The second case also is the reason for issue #3637 and #2665, which I tried to address in PR #7502 by adding a eliminate_zeros()
call (as suggested in parent issues), but I'm not convinced this is the right thing to do anymore (i.e. why would we remove any mention that some words were in the corpus just because they happen to have the same hash).
I understand that the current implementation is based on Weinberger et al 2009 paper which is implemented in Vowpal Wabbit. However, is there any other studies that demonstrate that this hashing collision resolution is necessary and consistently gives better results?
Example
from sklearn.feature_extraction.text import CountVectorizer, HashingVectorizer
text = ['This is the first document.']
CountVectorizer().fit_transform(text).data
# => `array([1, 1, 1, 1, 1], dtype=int64)`, as expected
HashingVectorizer(norm=None).fit_transform(text).data
# => `array([ 1., 1., -1., -1., -1.])` # additional random sign added to the extracted elements.
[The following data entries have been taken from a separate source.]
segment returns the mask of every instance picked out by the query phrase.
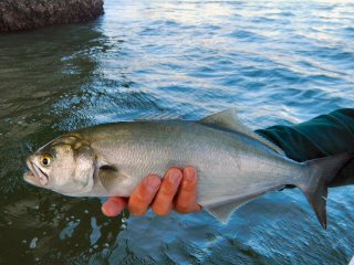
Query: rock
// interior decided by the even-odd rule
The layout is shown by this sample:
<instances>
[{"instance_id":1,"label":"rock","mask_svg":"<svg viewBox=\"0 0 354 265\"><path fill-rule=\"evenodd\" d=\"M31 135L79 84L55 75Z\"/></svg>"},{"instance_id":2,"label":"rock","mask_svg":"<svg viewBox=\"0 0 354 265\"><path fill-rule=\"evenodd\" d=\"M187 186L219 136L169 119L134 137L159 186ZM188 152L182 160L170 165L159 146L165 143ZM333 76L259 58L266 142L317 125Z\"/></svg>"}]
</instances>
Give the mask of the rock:
<instances>
[{"instance_id":1,"label":"rock","mask_svg":"<svg viewBox=\"0 0 354 265\"><path fill-rule=\"evenodd\" d=\"M0 0L0 32L94 20L103 0Z\"/></svg>"}]
</instances>

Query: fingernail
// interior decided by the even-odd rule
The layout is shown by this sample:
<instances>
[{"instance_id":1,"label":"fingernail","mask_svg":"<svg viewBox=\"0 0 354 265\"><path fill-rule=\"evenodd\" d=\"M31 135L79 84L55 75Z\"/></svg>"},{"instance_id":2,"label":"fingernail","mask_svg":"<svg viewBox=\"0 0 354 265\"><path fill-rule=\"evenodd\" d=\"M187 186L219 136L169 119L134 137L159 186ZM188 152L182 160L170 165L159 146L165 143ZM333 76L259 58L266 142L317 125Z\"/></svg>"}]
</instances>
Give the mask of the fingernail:
<instances>
[{"instance_id":1,"label":"fingernail","mask_svg":"<svg viewBox=\"0 0 354 265\"><path fill-rule=\"evenodd\" d=\"M178 186L181 180L181 172L180 170L173 170L168 173L168 179L173 182L174 186Z\"/></svg>"},{"instance_id":2,"label":"fingernail","mask_svg":"<svg viewBox=\"0 0 354 265\"><path fill-rule=\"evenodd\" d=\"M102 205L101 210L102 210L102 212L103 212L104 215L106 215L106 216L112 216L111 211L107 210L104 205Z\"/></svg>"},{"instance_id":3,"label":"fingernail","mask_svg":"<svg viewBox=\"0 0 354 265\"><path fill-rule=\"evenodd\" d=\"M156 191L159 187L159 179L157 178L149 178L147 180L147 189L149 189L150 191Z\"/></svg>"},{"instance_id":4,"label":"fingernail","mask_svg":"<svg viewBox=\"0 0 354 265\"><path fill-rule=\"evenodd\" d=\"M190 168L186 168L185 169L185 176L184 176L184 179L188 182L194 182L196 181L196 171L190 169Z\"/></svg>"}]
</instances>

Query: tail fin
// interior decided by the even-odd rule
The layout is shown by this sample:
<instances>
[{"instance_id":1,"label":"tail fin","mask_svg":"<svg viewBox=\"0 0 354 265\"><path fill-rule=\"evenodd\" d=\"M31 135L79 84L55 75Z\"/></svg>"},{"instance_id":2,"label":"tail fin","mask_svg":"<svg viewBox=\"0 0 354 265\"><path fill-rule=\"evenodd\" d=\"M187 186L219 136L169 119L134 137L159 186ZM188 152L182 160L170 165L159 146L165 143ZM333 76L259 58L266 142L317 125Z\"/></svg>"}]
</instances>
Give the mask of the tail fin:
<instances>
[{"instance_id":1,"label":"tail fin","mask_svg":"<svg viewBox=\"0 0 354 265\"><path fill-rule=\"evenodd\" d=\"M310 176L305 176L304 181L298 187L306 197L324 229L326 229L327 184L351 158L353 155L345 152L304 162L309 167Z\"/></svg>"}]
</instances>

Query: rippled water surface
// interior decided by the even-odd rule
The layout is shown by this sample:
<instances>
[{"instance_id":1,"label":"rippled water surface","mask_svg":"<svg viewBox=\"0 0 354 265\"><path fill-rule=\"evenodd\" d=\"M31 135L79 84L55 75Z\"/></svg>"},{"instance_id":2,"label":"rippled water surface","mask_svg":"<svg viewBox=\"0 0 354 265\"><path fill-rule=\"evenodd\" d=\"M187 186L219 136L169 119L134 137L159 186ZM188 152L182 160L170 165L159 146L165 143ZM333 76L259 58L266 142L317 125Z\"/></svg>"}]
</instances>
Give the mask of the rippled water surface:
<instances>
[{"instance_id":1,"label":"rippled water surface","mask_svg":"<svg viewBox=\"0 0 354 265\"><path fill-rule=\"evenodd\" d=\"M104 199L25 184L24 159L87 125L237 106L251 128L354 106L354 3L113 1L87 24L0 36L0 264L347 264L354 188L329 229L298 190L222 225L206 212L104 218Z\"/></svg>"}]
</instances>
HashingVectorizer(norm=None, n_features=10).fit_transform(text).data
# => array([ 0., -1., 1., -1.])` # one collision of +1 and -1 features producing 0
Issues
-
Negative feature counts in the output of HashingVectorizer do not make sense. It is not logical that roughly speaking hashing the keys of the CountVectorizer would also add a random sign on the counts.
-
If
non_negative=True
is passed to the constructor, the absolute value is taken. This undoes some of the collision handling [..]I don't think the latter part is correct. The collisions occur at the
sum_duplicates
call before the absolute value is taken, so this has no impact on collision handling IMO. -
Issues HashingVectorizer + TfidfTransformer fails because of a stored zero #3637 and possibly inefficient sparse matrix creation in FeatureHasher #2665
Proposed solution
It would be more logical to make non_negative=True
disable the hash collision resolution mechanism (i.e. make all the counts positive) in the HashingVectorizer which would address the issues 2. and 3 above. Making non_negative=True
the default would address 1. (though it is not backward compatible).